Ele ainda diz que “os efeitos deste fenômeno agora se expandem sucessivamente por todos os setores da economia americana, do comércio aos restaurantes e hotéis, cassinos e até mesmo fabricantes de eletrodomésticos. Por exemplo, luxuosas casas de jogo de Las Vegas, como Wynn e Venetian, estão faturando alto, atraindo apostadores mais ricos do que os cassinos regionais de Atlantic City, do norte do estado de Nova York e de Connecticut, cuja clientela é menos abastada e, portanto, não aposta tanto, disse Steven Kent, analista da Goldman Sachs”. Há um estreitamento no mercado de consumo e uma virada para os setores ainda mais ricos.
Entretanto o reflexo na sociedade é preocupante, pois “enquanto os gastos dos mais ricos impulsionam hoje a economia, a cisão cada vez maior está preocupando, segundo Fazzari. “Será difícil manter uma forte expansão econômica com uma proporção tão grande da população que não acompanha este crescimento”, afirmou. “Talvez possamos seguir em frente de qualquer modo, mas, conseguiremos nos recuperar?”. A recuperação da economia será mais lenta, ou mais restritiva, criando um fosso social ainda maior.
A segmentação será maior do mercado e “embora os super ricos recebam grande parte da atenção, a maioria das companhias cria estratégias para uma fatia mais ampla de consumidores abastados. Na GE Appliances, por exemplo, a marca que mais cresce é a linha Café, que visa os 25% top do mercado, com refrigeradores que custam entre US$ 1,7 mil e US$ 3 mil. “Esta é uma pessoa disposta a pagar pelas novidades”, diz Brian McWaters, gerente geral da divisão de eletrodomésticos da GE”. Por outro lado a situção se agravará em serviço, haja visto que “para os americanos comuns, a divisão é ainda mais acentuada. A Sears e a J.C. Penney, varejistas cujos produtos se destinam principalmente ao americano médio, estão em maus lençóis. No mês passado, a Sears anunciou o fechamento de sua loja mais famosa em State Street, Chicago, e a J.C. Penney informou que fechará 33 lojas e demitirá 2 mil funcionários”.

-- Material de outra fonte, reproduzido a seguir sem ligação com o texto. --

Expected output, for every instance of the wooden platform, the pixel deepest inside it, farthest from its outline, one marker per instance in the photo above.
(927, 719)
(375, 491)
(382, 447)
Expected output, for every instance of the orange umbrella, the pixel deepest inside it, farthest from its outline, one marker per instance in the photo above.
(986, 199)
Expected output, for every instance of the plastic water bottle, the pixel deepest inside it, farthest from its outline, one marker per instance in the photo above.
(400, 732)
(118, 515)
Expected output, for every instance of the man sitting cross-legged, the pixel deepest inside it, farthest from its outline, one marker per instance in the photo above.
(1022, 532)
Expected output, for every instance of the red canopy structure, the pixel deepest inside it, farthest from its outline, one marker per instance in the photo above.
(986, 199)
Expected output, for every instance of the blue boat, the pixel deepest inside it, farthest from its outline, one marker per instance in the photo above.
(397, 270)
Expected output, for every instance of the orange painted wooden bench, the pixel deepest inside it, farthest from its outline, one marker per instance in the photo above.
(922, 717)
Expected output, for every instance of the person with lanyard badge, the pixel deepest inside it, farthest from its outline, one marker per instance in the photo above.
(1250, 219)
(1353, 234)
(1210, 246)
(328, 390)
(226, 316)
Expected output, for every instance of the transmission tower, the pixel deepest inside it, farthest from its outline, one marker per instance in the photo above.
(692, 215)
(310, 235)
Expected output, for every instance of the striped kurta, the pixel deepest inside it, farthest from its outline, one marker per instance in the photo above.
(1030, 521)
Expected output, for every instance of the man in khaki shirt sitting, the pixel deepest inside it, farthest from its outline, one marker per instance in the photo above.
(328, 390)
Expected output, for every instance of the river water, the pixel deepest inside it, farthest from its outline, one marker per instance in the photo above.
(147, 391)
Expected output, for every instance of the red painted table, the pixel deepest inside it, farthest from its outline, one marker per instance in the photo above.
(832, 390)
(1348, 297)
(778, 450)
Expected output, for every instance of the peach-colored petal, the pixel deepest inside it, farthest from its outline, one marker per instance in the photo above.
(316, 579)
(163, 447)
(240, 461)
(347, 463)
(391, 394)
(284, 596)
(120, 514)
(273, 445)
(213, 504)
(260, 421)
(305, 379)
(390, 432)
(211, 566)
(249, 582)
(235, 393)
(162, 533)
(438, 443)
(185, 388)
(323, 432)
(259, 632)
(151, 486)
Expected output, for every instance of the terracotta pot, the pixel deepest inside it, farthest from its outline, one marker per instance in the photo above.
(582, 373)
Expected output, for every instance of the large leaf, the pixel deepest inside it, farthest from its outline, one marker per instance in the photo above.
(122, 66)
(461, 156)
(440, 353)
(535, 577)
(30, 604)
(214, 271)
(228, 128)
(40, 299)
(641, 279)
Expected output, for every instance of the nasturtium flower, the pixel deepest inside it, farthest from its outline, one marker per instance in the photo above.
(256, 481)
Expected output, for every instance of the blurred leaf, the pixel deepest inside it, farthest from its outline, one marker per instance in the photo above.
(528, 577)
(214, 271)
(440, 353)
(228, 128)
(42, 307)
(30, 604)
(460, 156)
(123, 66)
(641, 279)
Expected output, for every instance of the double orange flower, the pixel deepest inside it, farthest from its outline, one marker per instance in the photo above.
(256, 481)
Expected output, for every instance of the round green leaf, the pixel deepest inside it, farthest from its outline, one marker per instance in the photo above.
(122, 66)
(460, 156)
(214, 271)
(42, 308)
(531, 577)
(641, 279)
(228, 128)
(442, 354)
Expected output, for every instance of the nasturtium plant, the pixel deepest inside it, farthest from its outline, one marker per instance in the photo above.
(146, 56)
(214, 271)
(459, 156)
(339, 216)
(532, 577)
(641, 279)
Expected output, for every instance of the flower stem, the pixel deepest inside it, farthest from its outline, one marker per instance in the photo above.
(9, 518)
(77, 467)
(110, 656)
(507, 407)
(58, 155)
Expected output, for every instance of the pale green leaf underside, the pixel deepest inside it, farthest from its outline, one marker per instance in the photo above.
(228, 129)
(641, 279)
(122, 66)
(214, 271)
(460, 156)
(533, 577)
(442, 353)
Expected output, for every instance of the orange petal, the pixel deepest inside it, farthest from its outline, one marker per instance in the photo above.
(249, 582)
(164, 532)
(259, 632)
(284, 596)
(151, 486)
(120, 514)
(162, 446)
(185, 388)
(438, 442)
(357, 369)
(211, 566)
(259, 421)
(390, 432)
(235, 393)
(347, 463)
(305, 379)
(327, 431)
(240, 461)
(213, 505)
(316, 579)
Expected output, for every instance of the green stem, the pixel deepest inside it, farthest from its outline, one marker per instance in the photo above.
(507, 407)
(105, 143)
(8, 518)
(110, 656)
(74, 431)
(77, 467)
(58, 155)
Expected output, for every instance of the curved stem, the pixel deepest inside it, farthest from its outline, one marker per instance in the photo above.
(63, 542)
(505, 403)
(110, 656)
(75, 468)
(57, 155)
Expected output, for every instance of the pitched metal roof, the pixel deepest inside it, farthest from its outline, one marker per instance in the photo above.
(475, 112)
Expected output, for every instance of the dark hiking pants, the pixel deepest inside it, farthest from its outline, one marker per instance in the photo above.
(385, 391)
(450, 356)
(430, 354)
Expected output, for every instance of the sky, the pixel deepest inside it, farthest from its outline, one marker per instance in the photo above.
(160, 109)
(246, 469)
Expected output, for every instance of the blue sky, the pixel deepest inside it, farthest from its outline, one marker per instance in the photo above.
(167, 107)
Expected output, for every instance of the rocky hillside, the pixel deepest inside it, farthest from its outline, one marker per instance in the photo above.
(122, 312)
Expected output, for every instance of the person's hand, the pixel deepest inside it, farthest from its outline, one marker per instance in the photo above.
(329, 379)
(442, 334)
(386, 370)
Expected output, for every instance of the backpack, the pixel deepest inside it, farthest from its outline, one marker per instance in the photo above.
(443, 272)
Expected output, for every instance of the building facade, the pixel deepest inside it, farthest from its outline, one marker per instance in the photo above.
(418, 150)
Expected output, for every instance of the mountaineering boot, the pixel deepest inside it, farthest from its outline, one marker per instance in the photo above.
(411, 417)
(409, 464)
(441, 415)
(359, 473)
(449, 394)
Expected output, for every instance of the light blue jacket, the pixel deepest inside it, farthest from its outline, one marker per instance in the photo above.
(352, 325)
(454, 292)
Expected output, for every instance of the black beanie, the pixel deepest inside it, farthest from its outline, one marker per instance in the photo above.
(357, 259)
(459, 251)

O que se evidencia com “o número de clientes que estão a pé e costumam frequentar casas médias, menos sofisticadas como Red Lobster e Olive Garden, caiu em todos os trimestres menos um desde 2005, segundo John Glass, analista do setor da Morgan Stanley. Com frequentadores que pagam em média US$ 16,50 por pessoa no Olive Garden, afirmou Glass: “São clientes de classe média. Não são ricos. Nem pobres”.
Por fim ele afirma que “com o crescimento da renda estagnado e o aumento dos preços de itens indispensáveis, como saúde e educação, acrescentou: “Estão economizando”. Por outro lado, na Capital Grille, uma cadeia da Darden para clientes mais ricos, onde o gasto médio por pessoa é cerca de US$ 71, as contas subiram em média 5% ao ano nos últimos três anos”. E claro que os “Mercados” “pressionam a administração da Darden a desmembrar a empresa e criar uma outra com casas voltadas para o público mais rico”.
Mas quais as consequências no futuro próximo desta decadência da famosa classe média dos EUA? Ela aceitará pacificamente, não apenas o empobrecimento, mas ter seus horizontes mais restritos? Os gastos com saúde e educação, quase todos privados, aumentando e sem poder contar com uma rede pública ampla, o Obama Care não vingou ainda, será partilhado pela classe média e o mais pobres em breve. Esta classe que foi a estabilidade do império pode voltar à luta, mas não percebeu que o Estado Gotham City se impôs, o que lhe tirará até a liberdade elementar.
Debatamos e acompanhemos o que nos espreita.